With 34,064 prospective candidates, applications are up 4.2 percent from last year. But while the number of women applicants to medical schools around the country outnumbered their male applicants for the first time, the Yale School of Medicine did not follow the national trend, receiving 48 percent of its applications from women.

Across the nation, 17,672 women applied to medical schools, marking a seven percent increase from last year. Yale’s increase in applications is slightly above the national increase of 3.4 percent for the 2003-2004 school year, according to the Association of American Medical Colleges, or AAMC. The organization claims the national increase is driven by a rise in female applicants and that the increase will continue for the 2004-2005 school year.

But Richard Silverman, director of Yale School of Medicine admissions, said the small increase in applications is not a significant change.

“Whether applications go up or down a few percentage points is not likely to make a difference in any substantive way,” Silverman said. “What’s important is the depth and quality of the applicant pool, which is pretty spectacular, which is what’s really exciting about the year.”

Silverman said the more interesting statistic is that School of Medicine applications have risen 40 percent in the last four years, in contrast with national statistics of decline in recent years. Silverman attributed the increase largely to the medical school’s adoption of the American Medical College Application Service, or AMCAS, the national application service for all medical schools.

“From 1999 to the present, the applications to the medical school are up 40.2 percent,” said Silverman. “We went from 24,070 in 1999, up quickly after that, and the current number for 2004 is 34,064. That change — runs counter to the national trends.”

While the number of medical school applications processed through Undergraduate Career Services, or UCS, has remained constant at 200 or 225, more Yale alumni and female undergraduates applied to medical schools nationally than ever before, said Edward Miller, Director of the Health Professions Advisory Program at UCS.

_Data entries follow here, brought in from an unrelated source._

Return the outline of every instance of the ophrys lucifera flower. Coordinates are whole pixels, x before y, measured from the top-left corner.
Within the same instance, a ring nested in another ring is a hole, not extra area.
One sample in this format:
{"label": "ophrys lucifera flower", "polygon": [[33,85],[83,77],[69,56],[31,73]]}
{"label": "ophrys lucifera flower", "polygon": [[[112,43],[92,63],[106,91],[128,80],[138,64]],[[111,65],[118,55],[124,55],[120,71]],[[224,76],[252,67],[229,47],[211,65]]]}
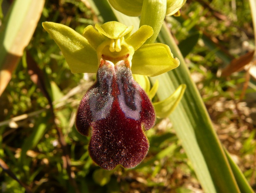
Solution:
{"label": "ophrys lucifera flower", "polygon": [[148,141],[144,131],[155,121],[152,103],[134,80],[132,72],[147,76],[177,67],[169,47],[162,43],[143,45],[153,34],[143,26],[131,35],[132,26],[116,22],[86,27],[83,37],[70,28],[51,22],[43,26],[60,47],[73,73],[96,72],[95,83],[78,108],[78,131],[91,138],[89,151],[102,167],[120,164],[134,167],[146,156]]}

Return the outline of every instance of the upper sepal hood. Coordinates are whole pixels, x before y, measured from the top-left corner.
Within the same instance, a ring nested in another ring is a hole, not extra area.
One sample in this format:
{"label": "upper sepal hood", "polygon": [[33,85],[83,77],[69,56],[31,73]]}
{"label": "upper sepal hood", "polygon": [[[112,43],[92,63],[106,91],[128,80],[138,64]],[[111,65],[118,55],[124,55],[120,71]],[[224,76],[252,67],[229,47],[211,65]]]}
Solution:
{"label": "upper sepal hood", "polygon": [[[82,36],[61,24],[45,22],[43,25],[59,47],[73,73],[96,73],[103,54],[117,58],[128,54],[132,73],[149,76],[160,74],[179,65],[167,46],[143,45],[153,34],[152,28],[148,26],[142,26],[131,35],[132,27],[109,22],[103,26],[96,25],[99,31],[89,26]],[[116,31],[111,32],[109,28]]]}

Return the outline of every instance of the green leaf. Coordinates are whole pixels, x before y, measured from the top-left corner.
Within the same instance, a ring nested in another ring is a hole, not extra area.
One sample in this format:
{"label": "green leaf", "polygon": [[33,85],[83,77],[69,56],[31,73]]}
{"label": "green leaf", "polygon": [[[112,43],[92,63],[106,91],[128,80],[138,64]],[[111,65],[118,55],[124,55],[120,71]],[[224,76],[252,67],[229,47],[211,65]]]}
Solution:
{"label": "green leaf", "polygon": [[183,57],[186,57],[191,51],[201,36],[201,34],[197,32],[180,42],[178,46]]}
{"label": "green leaf", "polygon": [[139,74],[133,74],[135,81],[138,83],[146,93],[148,94],[150,89],[150,81],[147,76]]}
{"label": "green leaf", "polygon": [[16,68],[24,49],[30,41],[44,4],[44,0],[16,0],[1,20],[0,96],[10,80],[12,72]]}
{"label": "green leaf", "polygon": [[73,73],[96,73],[96,52],[84,37],[65,25],[53,22],[43,26],[61,49]]}
{"label": "green leaf", "polygon": [[173,15],[184,5],[186,0],[167,0],[166,15]]}
{"label": "green leaf", "polygon": [[153,86],[152,87],[149,93],[149,97],[150,99],[152,99],[156,95],[157,90],[158,90],[159,84],[159,82],[157,80],[153,85]]}
{"label": "green leaf", "polygon": [[133,74],[156,76],[178,66],[169,47],[160,43],[144,44],[134,53],[132,60]]}
{"label": "green leaf", "polygon": [[254,193],[254,191],[250,186],[248,181],[246,179],[242,173],[240,169],[232,159],[230,154],[225,149],[225,153],[228,158],[229,162],[230,165],[232,170],[235,175],[235,178],[239,187],[240,191],[241,192],[246,193]]}
{"label": "green leaf", "polygon": [[181,84],[171,96],[167,98],[153,103],[156,110],[157,117],[159,118],[167,117],[175,109],[186,88],[185,84]]}
{"label": "green leaf", "polygon": [[22,145],[20,156],[22,162],[24,162],[27,150],[34,148],[43,137],[47,128],[46,125],[42,121],[38,127],[34,128],[32,133],[26,139]]}
{"label": "green leaf", "polygon": [[[134,18],[130,19],[123,15],[119,17],[118,13],[114,13],[120,22],[136,26],[136,23],[131,22],[136,21]],[[175,69],[150,79],[153,82],[159,80],[157,94],[162,100],[169,96],[181,84],[187,86],[183,99],[169,117],[202,188],[207,193],[241,192],[202,99],[175,41],[165,26],[159,35],[158,40],[170,46],[174,55],[180,60],[181,64]]]}

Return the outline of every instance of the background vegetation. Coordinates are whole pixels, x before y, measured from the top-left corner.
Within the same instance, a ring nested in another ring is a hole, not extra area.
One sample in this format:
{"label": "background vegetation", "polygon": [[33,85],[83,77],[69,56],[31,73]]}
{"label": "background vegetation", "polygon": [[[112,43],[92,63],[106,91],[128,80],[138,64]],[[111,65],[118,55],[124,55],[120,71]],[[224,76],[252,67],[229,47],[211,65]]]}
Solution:
{"label": "background vegetation", "polygon": [[[5,14],[8,4],[2,2]],[[181,14],[166,17],[167,26],[219,138],[255,191],[256,74],[250,70],[253,67],[243,69],[254,47],[249,3],[188,0]],[[2,192],[204,192],[168,118],[157,120],[147,132],[149,154],[134,169],[119,166],[107,171],[93,162],[87,151],[90,138],[77,132],[74,122],[79,101],[95,75],[71,73],[43,28],[45,21],[82,33],[88,25],[103,20],[86,1],[46,1],[29,44],[0,96]]]}

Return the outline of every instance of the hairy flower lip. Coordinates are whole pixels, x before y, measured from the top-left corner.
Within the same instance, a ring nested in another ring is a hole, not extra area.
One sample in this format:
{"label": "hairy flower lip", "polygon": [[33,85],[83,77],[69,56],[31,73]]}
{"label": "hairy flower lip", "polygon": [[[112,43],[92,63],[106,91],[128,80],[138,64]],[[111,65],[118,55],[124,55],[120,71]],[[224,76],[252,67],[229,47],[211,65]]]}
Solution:
{"label": "hairy flower lip", "polygon": [[44,22],[43,26],[72,72],[97,72],[95,83],[80,103],[75,123],[81,134],[88,136],[91,131],[89,149],[93,160],[106,169],[118,164],[135,167],[147,153],[149,145],[144,131],[153,126],[156,115],[131,69],[135,74],[155,76],[178,67],[178,60],[166,45],[143,45],[153,34],[148,26],[130,35],[133,27],[110,22],[102,27],[96,25],[99,31],[88,26],[83,36],[62,24]]}
{"label": "hairy flower lip", "polygon": [[88,135],[89,152],[103,168],[120,164],[134,167],[147,154],[144,132],[154,124],[154,108],[133,79],[128,60],[113,64],[102,59],[95,83],[80,102],[76,119],[78,131]]}

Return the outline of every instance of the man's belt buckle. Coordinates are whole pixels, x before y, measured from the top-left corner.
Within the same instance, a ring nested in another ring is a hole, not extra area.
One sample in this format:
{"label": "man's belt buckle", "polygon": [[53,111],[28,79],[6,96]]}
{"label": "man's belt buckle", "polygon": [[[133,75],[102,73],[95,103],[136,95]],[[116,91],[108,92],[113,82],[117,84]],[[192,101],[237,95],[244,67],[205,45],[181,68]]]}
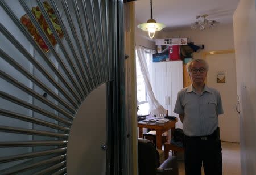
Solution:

Silverman said this change began several years ago when women first began applying to medical school.

“Anybody — could plot the numbers of male and female applicants, and would see that the two lines were going to cross this year,” Silverman said. “There are a few more women than men, but it’s not a dramatic change. They’ve been close for many years — The real changes occurred some years ago, when suddenly the applications from women were starting go up. Right now it’s more of the same.”

Silverman said according to national trends, women’s applications will very possibly continue to rise in coming years.

“Are the linear projections going to continue so that a few years from now we won’t have any men applying?” Silverman said. “The answer is of course no, but when it’s going to level off, if it’s going to level off, is hard to say.”

Since 2001, women have composed a majority of students entering Yale School of Medicine, despite the fact that more men have applied. Silverman also said a significant proportion of Yale School of Medicine students did not attend medical school immediately after college.

“More than half of our students in the current student body did not come to the medical school straight from college,” Silverman said. “It’s tricky to characterize the student body these days because it’s so diverse. But it’s definitely getting a little older and a little more female.”